Paul Girodo

No. 27, 19, 11
- Position: Linebacker

Personal information
- Born: August 6, 1973 (age 53) Ottawa, Ontario, Canada
- Listed height: 5 ft 11 in (1.80 m)
- Listed weight: 210 lb (95 kg)

Career information
- University: UBC

Career history
- 1998–1999: Winnipeg Blue Bombers
- 1999–2000: Saskatchewan Roughriders

= Paul Girodo =

Canadian football player (born 1973)

Paul Girodo (born August 6, 1973) is a Canadian former professional football linebacker who played three seasons in the Canadian Football League (CFL) with the Winnipeg Blue Bombers and Saskatchewan Roughriders. He played CIS football for the UBC Thunderbirds of the University of British Columbia.

==Early life==
Paul Girodo was born on August 6, 1973, in Ottawa. He played CIS football for the UBC Thunderbirds of the University of British Columbia, with his final year being in 1997.

==Professional career==
Girodo dressed in six games for the Winnipeg Blue Bombers of the Canadian Football League (CFL) in 1998, posting two special teams tackles.

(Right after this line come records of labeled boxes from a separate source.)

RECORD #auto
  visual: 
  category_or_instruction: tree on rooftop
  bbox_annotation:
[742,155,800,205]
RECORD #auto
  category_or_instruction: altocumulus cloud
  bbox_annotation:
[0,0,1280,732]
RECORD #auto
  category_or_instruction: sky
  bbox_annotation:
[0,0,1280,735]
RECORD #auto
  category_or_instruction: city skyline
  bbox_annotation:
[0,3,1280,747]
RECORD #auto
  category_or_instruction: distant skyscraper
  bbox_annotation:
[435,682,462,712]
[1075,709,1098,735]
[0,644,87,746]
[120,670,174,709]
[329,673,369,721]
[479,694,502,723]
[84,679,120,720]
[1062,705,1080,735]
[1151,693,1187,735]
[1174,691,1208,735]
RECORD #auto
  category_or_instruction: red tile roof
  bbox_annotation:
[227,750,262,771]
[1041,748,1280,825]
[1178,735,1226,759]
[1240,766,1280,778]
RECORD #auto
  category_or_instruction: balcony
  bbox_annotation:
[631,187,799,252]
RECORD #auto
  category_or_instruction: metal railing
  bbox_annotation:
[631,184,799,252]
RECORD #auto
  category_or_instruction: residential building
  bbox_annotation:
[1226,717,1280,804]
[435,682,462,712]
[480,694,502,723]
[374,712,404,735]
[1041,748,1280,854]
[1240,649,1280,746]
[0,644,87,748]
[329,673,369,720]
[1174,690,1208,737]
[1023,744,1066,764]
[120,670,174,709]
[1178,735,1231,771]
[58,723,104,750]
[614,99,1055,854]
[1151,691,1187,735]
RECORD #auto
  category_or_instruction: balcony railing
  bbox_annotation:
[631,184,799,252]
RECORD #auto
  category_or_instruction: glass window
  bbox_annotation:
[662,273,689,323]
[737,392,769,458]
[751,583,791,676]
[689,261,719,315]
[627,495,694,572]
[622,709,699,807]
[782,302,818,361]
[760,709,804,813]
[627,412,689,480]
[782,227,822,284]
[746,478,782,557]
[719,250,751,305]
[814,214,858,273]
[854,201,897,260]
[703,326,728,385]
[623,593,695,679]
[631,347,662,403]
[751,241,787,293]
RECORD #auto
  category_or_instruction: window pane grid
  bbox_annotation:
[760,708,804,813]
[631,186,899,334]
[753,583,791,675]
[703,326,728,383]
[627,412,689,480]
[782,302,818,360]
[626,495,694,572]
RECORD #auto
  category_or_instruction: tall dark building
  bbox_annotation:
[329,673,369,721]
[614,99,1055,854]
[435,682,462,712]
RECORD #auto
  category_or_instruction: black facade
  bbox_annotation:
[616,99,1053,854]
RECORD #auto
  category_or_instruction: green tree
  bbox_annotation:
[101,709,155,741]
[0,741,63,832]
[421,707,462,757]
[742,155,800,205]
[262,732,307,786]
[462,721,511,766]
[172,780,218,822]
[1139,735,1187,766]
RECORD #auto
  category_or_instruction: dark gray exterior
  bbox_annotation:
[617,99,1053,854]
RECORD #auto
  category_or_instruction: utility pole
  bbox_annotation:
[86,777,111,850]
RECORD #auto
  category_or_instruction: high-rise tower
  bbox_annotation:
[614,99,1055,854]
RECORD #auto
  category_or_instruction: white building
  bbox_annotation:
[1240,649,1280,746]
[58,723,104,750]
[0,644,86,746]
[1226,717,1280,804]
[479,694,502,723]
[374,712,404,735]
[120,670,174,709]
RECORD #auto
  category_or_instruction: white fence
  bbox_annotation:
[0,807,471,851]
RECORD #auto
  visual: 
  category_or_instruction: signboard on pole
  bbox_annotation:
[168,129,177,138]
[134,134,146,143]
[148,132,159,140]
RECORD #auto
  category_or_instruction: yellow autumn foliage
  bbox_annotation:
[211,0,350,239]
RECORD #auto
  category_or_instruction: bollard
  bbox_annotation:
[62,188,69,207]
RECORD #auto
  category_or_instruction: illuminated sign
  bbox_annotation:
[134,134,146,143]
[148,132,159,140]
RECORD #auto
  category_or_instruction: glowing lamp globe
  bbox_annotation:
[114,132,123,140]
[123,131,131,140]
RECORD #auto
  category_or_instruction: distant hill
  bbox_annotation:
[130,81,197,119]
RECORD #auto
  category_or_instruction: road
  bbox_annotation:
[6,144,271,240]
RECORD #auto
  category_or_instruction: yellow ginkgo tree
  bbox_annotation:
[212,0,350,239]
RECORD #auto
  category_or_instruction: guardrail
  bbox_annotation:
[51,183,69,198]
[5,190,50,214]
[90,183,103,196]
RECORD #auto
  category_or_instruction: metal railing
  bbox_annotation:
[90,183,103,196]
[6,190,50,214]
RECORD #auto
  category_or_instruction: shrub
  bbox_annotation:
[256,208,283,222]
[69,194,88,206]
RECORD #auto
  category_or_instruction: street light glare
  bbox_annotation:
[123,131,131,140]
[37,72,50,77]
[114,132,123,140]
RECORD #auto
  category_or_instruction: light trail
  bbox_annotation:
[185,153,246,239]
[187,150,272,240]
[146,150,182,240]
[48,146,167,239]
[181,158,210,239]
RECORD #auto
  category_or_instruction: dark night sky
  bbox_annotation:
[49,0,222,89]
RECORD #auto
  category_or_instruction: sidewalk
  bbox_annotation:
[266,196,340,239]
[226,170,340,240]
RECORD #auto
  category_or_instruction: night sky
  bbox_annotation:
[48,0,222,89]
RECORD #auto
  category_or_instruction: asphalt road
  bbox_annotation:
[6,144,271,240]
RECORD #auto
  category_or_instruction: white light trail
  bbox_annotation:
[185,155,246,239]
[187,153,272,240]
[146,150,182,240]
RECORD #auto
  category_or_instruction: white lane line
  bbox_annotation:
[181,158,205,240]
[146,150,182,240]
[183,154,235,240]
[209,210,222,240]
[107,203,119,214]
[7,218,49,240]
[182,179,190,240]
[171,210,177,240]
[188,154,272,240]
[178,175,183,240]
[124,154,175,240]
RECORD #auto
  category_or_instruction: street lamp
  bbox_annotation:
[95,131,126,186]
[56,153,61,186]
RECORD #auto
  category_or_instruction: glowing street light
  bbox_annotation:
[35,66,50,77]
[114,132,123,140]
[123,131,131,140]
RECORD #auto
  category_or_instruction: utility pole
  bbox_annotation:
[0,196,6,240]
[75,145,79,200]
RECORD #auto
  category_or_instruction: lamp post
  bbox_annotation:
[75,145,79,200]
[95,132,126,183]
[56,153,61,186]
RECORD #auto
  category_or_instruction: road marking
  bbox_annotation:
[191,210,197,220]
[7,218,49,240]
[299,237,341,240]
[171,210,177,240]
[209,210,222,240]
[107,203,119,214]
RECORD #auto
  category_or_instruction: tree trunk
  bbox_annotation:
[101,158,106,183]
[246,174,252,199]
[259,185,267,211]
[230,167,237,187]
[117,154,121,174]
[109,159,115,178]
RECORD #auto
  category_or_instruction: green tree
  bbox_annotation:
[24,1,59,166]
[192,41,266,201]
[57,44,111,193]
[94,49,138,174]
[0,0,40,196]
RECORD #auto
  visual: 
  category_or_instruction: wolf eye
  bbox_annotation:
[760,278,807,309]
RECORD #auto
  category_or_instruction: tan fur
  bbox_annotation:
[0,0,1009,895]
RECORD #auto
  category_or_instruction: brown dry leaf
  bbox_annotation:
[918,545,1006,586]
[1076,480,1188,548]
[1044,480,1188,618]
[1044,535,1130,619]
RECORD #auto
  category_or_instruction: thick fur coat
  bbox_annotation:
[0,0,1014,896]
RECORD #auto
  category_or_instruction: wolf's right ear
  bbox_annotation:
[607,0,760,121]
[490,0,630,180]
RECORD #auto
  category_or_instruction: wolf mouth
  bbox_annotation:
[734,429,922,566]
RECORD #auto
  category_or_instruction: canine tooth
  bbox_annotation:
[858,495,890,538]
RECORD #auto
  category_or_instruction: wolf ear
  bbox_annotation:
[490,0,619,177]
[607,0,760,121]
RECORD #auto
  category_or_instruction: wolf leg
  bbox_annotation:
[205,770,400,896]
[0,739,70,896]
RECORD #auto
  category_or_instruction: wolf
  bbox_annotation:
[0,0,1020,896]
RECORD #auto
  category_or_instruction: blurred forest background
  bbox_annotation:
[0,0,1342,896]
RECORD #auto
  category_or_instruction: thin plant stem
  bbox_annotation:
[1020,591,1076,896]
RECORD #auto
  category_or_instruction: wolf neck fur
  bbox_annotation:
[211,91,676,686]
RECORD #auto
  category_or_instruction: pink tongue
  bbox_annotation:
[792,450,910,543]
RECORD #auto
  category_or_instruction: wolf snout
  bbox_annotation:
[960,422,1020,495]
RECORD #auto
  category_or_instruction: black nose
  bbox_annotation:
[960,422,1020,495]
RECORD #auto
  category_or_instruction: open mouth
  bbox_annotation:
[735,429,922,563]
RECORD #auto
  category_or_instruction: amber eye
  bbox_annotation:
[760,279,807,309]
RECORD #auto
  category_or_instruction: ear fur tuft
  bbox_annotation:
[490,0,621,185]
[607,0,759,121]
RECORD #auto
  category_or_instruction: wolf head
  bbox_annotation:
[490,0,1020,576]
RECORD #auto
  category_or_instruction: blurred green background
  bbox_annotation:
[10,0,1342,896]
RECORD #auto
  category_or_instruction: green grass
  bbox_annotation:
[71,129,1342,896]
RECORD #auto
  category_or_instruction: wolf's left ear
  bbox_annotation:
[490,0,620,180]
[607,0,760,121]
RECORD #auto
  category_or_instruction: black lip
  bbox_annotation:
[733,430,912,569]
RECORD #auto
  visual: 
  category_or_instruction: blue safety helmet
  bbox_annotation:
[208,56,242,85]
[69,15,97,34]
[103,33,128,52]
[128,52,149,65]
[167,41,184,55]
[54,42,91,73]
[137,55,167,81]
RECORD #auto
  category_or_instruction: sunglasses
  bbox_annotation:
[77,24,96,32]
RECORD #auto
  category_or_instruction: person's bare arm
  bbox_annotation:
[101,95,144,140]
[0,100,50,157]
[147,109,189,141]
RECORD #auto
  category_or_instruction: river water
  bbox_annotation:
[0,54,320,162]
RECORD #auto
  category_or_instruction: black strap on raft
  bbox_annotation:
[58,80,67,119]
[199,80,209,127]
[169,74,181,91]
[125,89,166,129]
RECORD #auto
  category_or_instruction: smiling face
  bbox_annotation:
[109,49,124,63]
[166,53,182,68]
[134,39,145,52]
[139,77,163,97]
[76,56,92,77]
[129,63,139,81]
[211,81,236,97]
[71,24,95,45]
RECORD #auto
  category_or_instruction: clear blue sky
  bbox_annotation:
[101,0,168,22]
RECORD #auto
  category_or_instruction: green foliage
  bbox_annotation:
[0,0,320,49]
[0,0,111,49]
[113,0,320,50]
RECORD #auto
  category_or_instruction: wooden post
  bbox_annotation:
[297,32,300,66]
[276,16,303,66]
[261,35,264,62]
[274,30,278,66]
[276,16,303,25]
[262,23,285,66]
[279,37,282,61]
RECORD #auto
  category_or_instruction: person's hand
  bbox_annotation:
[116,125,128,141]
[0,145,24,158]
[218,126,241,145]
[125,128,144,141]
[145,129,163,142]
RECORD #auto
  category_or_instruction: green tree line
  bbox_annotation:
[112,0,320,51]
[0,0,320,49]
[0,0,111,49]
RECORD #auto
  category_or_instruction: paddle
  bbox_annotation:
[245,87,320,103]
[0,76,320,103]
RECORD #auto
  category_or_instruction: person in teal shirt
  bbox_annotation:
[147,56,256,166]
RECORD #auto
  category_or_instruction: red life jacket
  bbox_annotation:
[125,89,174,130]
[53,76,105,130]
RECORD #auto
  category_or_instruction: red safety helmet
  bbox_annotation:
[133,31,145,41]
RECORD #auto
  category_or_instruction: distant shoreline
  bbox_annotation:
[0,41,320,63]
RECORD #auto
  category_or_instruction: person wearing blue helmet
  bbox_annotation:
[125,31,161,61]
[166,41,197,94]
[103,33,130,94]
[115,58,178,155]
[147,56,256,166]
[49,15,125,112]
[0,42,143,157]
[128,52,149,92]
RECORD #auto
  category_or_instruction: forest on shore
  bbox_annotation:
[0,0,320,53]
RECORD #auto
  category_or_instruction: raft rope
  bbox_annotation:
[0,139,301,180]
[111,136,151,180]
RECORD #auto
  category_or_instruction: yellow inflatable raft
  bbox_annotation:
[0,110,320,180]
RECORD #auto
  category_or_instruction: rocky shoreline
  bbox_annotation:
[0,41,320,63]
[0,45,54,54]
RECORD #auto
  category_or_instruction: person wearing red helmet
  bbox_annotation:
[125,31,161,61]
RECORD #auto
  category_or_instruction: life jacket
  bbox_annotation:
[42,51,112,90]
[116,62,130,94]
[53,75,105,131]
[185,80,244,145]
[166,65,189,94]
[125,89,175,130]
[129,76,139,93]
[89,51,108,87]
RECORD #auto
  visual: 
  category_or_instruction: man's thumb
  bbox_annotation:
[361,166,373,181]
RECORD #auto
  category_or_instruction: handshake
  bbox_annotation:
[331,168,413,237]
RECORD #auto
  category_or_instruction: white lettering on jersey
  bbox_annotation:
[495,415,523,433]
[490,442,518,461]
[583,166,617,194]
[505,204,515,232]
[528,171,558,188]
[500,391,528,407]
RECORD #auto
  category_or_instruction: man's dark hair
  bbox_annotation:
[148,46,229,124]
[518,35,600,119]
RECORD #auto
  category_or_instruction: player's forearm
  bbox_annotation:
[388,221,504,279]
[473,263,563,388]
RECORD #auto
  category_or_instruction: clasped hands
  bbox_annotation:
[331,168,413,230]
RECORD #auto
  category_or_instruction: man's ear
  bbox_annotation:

He wore jersey number 27 during the 1998 season. He switched to number 19 in 1999 and dressed in five games for the Blue Bombers that year but did not record any statistics. Girodo was released on August 16, 1999.

Girodo was then signed by the Saskatchewan Roughriders of the CFL in August 1999. He dressed in ten games for the Roughriders during the 1999 season, totaling seven special teams tackles and one forced fumble. He dressed in five games in 2000, recording one special teams tackle and one fumble recovery, before being released on August 9, 2000. Girodo wore number 11 with the Roughriders.